Natalie Griffin de Blois is not a household name. That’s regrettable. She helped make midtown midtown.
As senior designer at the architectural laboratory of Skidmore, Owings & Merrill, she was a driving — if often uncredited — force in the classics of American corporate modernism, including such branding statements as the Lever House of 1952 and the Pepsi Cola Building of 1960, both on Park.
Both are typically attributed to Gordon Bunshaft, SOM’s Pritzker Prize-winner and a legend in the male-dominated field. “It has been said that she did all the work,” Bankoff said. “And he got all the credit.”
ONLY THE DIVINITY KNEW
Indeed, SOM has belatedly acknowledged that the firm’s signature works on Park Avenue could never have taken shape without de Blois.
For she not only cracked the glass ceiling, she also built it:
“Her mind and hands worked marvels in design,” wrote Nathaniel Alexander Owings, an SOM co-founder, in his 1973 autobiography.
“And only she and God would ever know just how many great solutions, with the imprimatur of one of the male heroes of SOM, owed so much more to her than was ever attributed by either SOM or the client.”
Lever House and Pepsi Cola are both designated landmarks.
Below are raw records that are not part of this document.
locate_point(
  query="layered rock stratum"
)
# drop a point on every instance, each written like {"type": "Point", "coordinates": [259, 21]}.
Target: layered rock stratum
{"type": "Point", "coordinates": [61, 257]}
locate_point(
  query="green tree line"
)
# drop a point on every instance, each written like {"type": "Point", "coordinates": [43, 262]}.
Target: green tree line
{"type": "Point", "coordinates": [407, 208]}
Both will endure.
But there is a third SOM building in the International Style, its design team led by de Blois, which has never been designated, though in 2013, the city’s Landmarks Preservation Commission (LPC) found it “may merit designation.”
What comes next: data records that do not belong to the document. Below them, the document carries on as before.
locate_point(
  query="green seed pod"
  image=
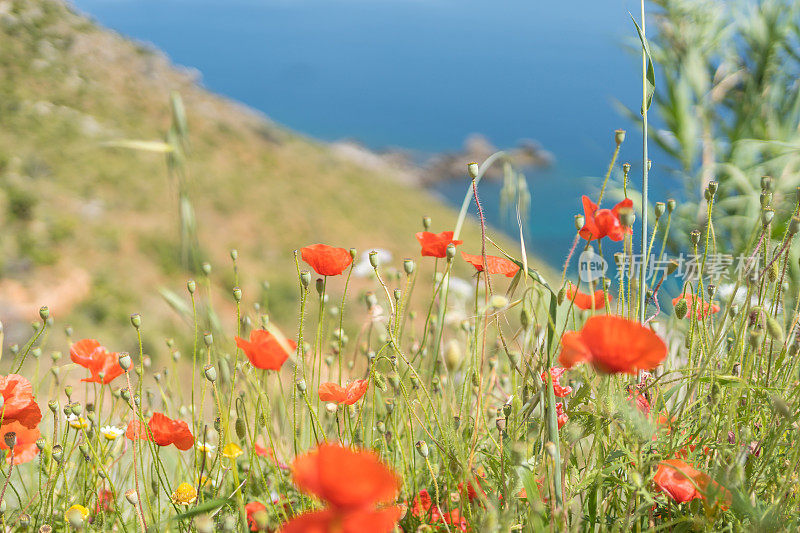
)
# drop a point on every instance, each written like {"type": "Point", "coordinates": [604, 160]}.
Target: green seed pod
{"type": "Point", "coordinates": [125, 361]}
{"type": "Point", "coordinates": [450, 251]}
{"type": "Point", "coordinates": [422, 448]}
{"type": "Point", "coordinates": [766, 217]}
{"type": "Point", "coordinates": [681, 308]}
{"type": "Point", "coordinates": [774, 330]}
And that is the old Union Carbide Building at 270 Park — a sleek black-and-silver, glass-and-steel tower, with double-height lobby, built to straddle the railroad tracks, completed in 1961, a masterpiece both of elegance and restraint — that JPMorgan Chase wants to disassemble.
The chief cheerleader of the demolition? None other than Mayor Bill de Blasio, who on Wednesday, February 21st joined bank CEO Jamie Dimon in announcing plans for the new 2.5 million square-foot tower, which would be built on the ashes of the current 1.5 million square-foot de Blois building.
Under the city’s 2017 East Midtown rezoning plan, a 78-block district enveloping Grand Central Terminal, where scores of office buildings are over 75 years old, can now be rejuvenated, redeveloped or replaced outright with taller, modern towers.
JPMorgan is expected to become the first major project to take advantage of the initiative through a complex purchase of air rights from nearby landmarks, like Grand Central or St. Patrick’s Cathedral for instance, in return for substantial contributions to mass transit or other public realm improvements.
Those are worthy goals. But so is retaining our heritage, our history, our architecture — and even the stainless steel mullions, glazed with Union Carbide products, that de Blois used to frame her building.
The city has been down this road before. Ernest Flagg’s Singer Building was leveled three years after the creation of the LPC in 1965, which itself came into existence, a year after the destruction of Pennsylvania Station, to forestall similar calamities.
Those were the early days of preservationism. No such excuse exists 50 years later. It should never have happened then. It should certainly not happen today. And LPC, now a mature agency with a decent track record, cannot in good conscience make the same mistake twice.
Landmark 270 Park Avenue. Or as Bankoff wrote to 10,000 followers in an emergency eblast last week, “Save the Union Carbide Building!”